Aux côtés de figures influentes du secteur, notamment des responsables de grandes institutions engagées dans la préparation aux pandémies et la recherche biomédicale, le Directeur général des Centres africains de contrôle et de prévention des maladies (Africa CDC), le Dr Jean Kaseya, a porté un message fort : l’Afrique entre dans une nouvelle ère, celle de la souveraineté sanitaire.

Un tournant stratégique assumé

Ce tournant n’est pas théorique. Il s’ancre dans des réalités concrètes. Lorsque les financements extérieurs ont diminué, souvent brusquement, les pays africains n’ont pas cédé à l’attentisme. Au contraire, ils ont engagé une transformation stratégique, repensant leurs priorités, leurs mécanismes de coordination et leur capacité d’action.

La République démocratique du Congo en offre une illustration frappante. La riposte à sa 16ᵉ épidémie d’Ebola a démontré qu’une approche intégrée et dirigée au niveau national peut produire des résultats rapides et efficaces. Un plan unique, un budget unifié, une équipe coordonnée : cette méthode, centrée sur le leadership national, a permis de contenir la crise avec une efficacité remarquable.

Vers une santé publique plus autonome

Au-delà de l’exemple congolais, c’est toute une philosophie qui émerge : celle d’une santé publique africaine moins dépendante, plus stratégique, et résolument tournée vers l’anticipation et la résilience.

Mais cette évolution pose une question cruciale à l’échelle internationale : le système mondial de santé est-il prêt à changer de paradigme ? Est-il disposé à passer d’un modèle souvent vertical et dépendant de financements extérieurs à un partenariat plus équilibré, respectueux des priorités nationales ?
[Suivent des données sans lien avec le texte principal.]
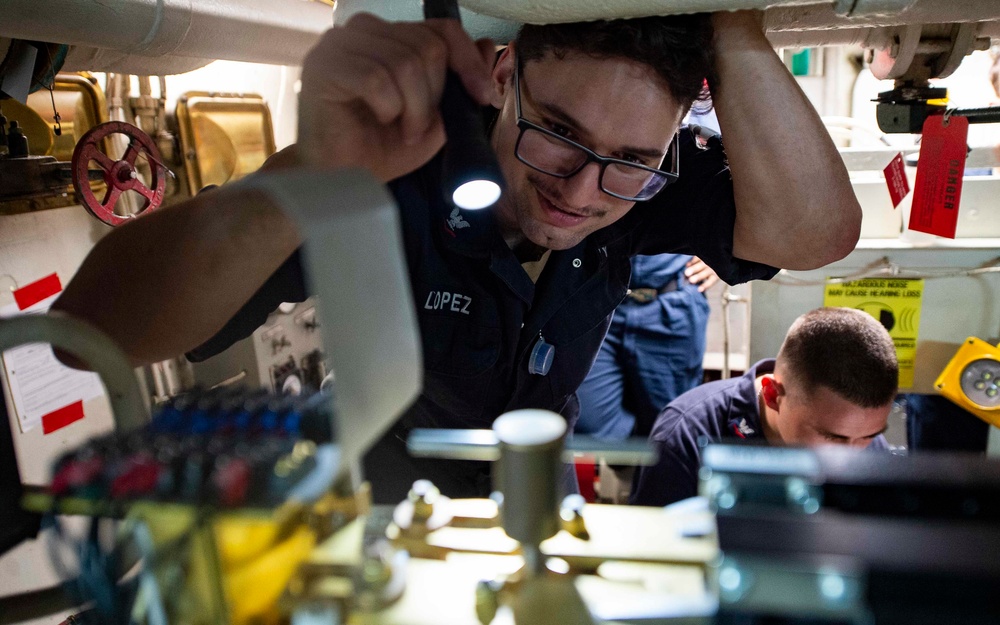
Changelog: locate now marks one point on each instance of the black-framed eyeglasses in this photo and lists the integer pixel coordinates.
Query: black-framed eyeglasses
(555, 155)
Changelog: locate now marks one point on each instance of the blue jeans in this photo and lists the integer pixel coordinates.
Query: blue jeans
(652, 353)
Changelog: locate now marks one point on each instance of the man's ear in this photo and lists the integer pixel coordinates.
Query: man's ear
(503, 73)
(770, 389)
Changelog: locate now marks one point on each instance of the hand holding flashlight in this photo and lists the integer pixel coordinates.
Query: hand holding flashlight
(471, 175)
(371, 91)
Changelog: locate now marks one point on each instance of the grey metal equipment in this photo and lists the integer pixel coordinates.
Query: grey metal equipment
(528, 476)
(357, 270)
(484, 445)
(837, 535)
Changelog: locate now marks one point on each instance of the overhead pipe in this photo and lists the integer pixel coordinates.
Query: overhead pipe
(278, 32)
(789, 23)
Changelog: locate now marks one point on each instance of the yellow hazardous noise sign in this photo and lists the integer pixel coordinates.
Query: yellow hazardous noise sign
(895, 302)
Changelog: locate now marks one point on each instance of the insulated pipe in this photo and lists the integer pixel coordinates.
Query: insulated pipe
(262, 31)
(789, 23)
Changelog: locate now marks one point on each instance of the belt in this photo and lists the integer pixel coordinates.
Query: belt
(645, 295)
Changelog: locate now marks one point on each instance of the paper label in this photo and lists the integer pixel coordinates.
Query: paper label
(44, 391)
(938, 187)
(895, 179)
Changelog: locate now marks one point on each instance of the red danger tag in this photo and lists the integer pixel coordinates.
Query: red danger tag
(895, 179)
(938, 187)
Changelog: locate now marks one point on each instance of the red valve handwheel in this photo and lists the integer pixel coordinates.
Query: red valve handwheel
(120, 175)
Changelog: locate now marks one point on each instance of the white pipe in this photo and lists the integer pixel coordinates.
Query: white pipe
(91, 346)
(262, 31)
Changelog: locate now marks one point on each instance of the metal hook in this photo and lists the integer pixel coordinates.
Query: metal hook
(946, 119)
(12, 281)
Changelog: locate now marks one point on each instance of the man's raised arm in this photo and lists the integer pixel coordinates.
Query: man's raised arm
(170, 280)
(795, 207)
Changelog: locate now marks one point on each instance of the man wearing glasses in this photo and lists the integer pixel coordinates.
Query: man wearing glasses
(586, 132)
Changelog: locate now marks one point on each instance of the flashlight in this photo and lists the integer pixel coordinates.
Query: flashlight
(470, 172)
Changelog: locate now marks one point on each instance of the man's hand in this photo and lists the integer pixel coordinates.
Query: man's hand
(700, 274)
(371, 90)
(795, 207)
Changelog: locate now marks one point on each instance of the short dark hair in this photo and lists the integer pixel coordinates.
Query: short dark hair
(845, 350)
(677, 47)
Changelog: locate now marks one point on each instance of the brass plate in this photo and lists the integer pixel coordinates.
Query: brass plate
(81, 106)
(223, 137)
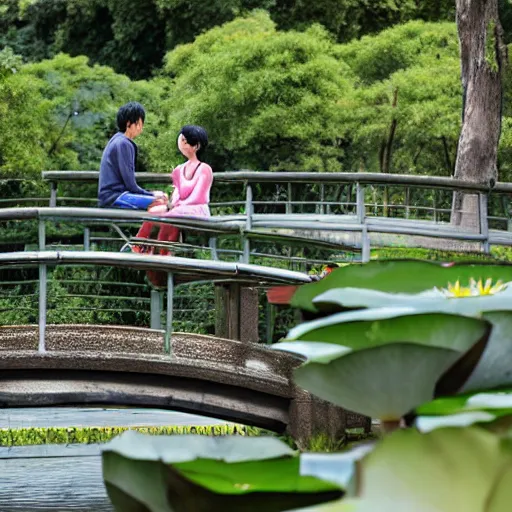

Car la souveraineté sanitaire ne signifie pas isolement. Elle implique plutôt une redéfinition des relations, où les pays africains ne sont plus seulement bénéficiaires, mais acteurs à part entière, capables de définir leurs stratégies, de mobiliser leurs ressources et de coordonner les réponses aux crises sanitaires.

Une dynamique irréversible

La dynamique est lancée. L’Afrique ne demande plus la permission d’agir : elle agit. Et dans ce mouvement, elle invite le reste du monde à évoluer avec elle.
La nouvelle ère de la santé mondiale a commencé. La question n’est plus de savoir si elle adviendra, mais qui sera prêt à l’accompagner.